France | France, Cour d'appel de Versailles, 19e chambre, 08 juin 2022, 20/01337


COUR D'APPEL

DE

VERSAILLES





Code nac : 80A



19e chambre



ARRET N°



CONTRADICTOIRE



DU 08 JUIN 2022



N° RG 20/01337 - N° Portalis DBV3-V-B7E-T5OV



AFFAIRE :



[B] [W]





C/

S.A. SAP FRANCE









Décision déférée à la cour : Jugement rendu le 06 Mars 2020 par le Conseil de Prud'hommes - Formation de départage de NANTERRE

N° Chambre :

N° Section : Encadrement

N° RG : 18/

00105



Copies exécutoires et certifiées conformes délivrées à :



la AARPI DE BUSSY GIANCARLI



Me Caroline LUCHE-ROCCHIA







le :





RÉPUBLIQUE FRANÇAISE



AU NOM DU PEUPLE FRANÇAIS



LE HUIT JUIN DEUX MILLE VINGT DEUX,

La cour d'ap...

COUR D'APPEL

DE

VERSAILLES

Code nac : 80A

19e chambre

ARRET N°

CONTRADICTOIRE

DU 08 JUIN 2022

N° RG 20/01337 - N° Portalis DBV3-V-B7E-T5OV

AFFAIRE :

[B] [W]

C/

S.A. SAP FRANCE

Décision déférée à la cour : Jugement rendu le 06 Mars 2020 par le Conseil de Prud'hommes - Formation de départage de NANTERRE

N° Chambre :

N° Section : Encadrement

N° RG : 18/00105

Copies exécutoires et certifiées conformes délivrées à :

la AARPI DE BUSSY GIANCARLI

Me Caroline LUCHE-ROCCHIA

le :

RÉPUBLIQUE FRANÇAISE

AU NOM DU PEUPLE FRANÇAIS

LE HUIT JUIN DEUX MILLE VINGT DEUX,

La cour d'appel de Versailles a rendu l'arrêt suivant dans l'affaire entre :

Monsieur [B] [W]

né le 10 Novembre 1967 à [Localité 5] ([Localité 5])

de nationalité française

[Adresse 1]

[Localité 3]

Représentant : Me Claire DE BUSSY de l'AARPI DE BUSSY GIANCARLI, Plaidant/Constitué, avocat au barreau de PARIS, vestiaire : B0384

APPELANT

****************

S.A. SAP FRANCE

N° SIRET : 379 821 994

[Adresse 2]

[Localité 4]

Représentant : Me Caroline LUCHE-ROCCHIA, Plaidant/Constitué, avocat au barreau de HAUTS-DE-SEINE, vestiaire : P0014 substitué à l'audience par Me Cécile DIDOLOT, avocat au barreau de HAUTS-DE-SEINE

INTIMEE

****************

Composition de la cour :

En application des dispositions de l'article 805 du code de procédure civile, l'affaire a été débattue à l'audience publique du 13 Avril 2022 les avocats des parties ne s'y étant pas opposés, devant Monsieur Stéphane BOUCHARD, Conseiller chargé du rapport.

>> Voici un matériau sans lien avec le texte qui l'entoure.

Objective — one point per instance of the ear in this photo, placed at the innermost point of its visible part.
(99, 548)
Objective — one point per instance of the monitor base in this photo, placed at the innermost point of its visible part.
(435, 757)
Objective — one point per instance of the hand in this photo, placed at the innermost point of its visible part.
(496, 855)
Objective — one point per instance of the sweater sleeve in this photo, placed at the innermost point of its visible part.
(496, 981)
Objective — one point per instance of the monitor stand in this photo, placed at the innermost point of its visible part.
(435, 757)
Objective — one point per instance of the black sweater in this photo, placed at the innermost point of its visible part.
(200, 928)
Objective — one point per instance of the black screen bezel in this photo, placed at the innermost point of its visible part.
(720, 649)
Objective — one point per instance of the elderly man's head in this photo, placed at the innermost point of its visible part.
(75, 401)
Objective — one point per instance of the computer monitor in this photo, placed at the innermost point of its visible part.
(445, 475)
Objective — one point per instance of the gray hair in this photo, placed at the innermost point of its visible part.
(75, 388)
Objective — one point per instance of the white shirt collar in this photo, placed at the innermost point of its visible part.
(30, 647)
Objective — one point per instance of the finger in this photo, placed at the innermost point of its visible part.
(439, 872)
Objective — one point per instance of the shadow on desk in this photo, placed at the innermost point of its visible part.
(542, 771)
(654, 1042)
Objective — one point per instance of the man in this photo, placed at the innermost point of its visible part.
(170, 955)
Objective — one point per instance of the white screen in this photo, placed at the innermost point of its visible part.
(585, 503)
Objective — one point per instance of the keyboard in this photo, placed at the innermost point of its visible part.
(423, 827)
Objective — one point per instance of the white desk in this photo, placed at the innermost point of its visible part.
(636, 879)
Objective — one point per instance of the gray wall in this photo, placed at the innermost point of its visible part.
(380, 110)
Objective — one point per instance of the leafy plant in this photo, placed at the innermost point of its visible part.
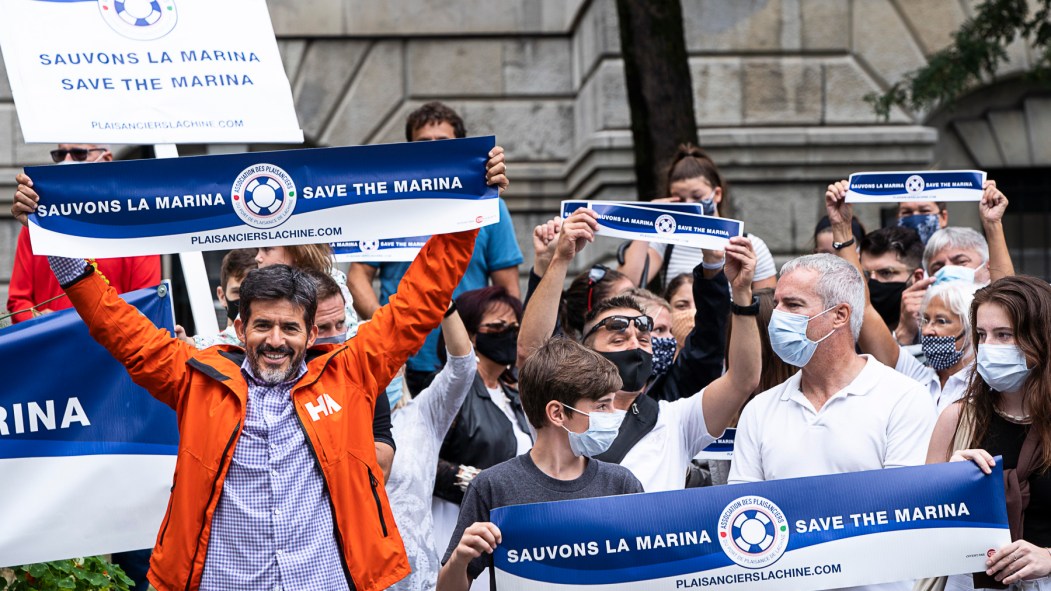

Ce magistrat a rendu compte des plaidoiries dans le délibéré de la cour, composée de :

Madame Isabelle MONTAGNE, Président,

Monsieur Stéphane BOUCHARD, Conseiller,

Monsieur [B] BABY, Conseiller,

Greffier lors des débats : Madame Anne-Sophie CALLEDE,

M. [B] [W] a été embauché à compter du 28 février 2012 selon contrat de travail à durée indéterminée en qualité de 'vice président LOB Ventes Cluster Continental Europe' (statut de cadre, position 3.3, coefficient 270) par la société SAP France.

La convention collective applicable à la relation de travail est la convention collective nationale des bureaux d'études techniques, cabinets d'ingénieurs conseils, sociétés de conseils dite Syntec.

A compter de 2013, M. [W] a porté le titre de 'General Manager Consumer Industries, EMEA' et a été placé sous l'autorité d'un 'General Manager Industries EMEA'.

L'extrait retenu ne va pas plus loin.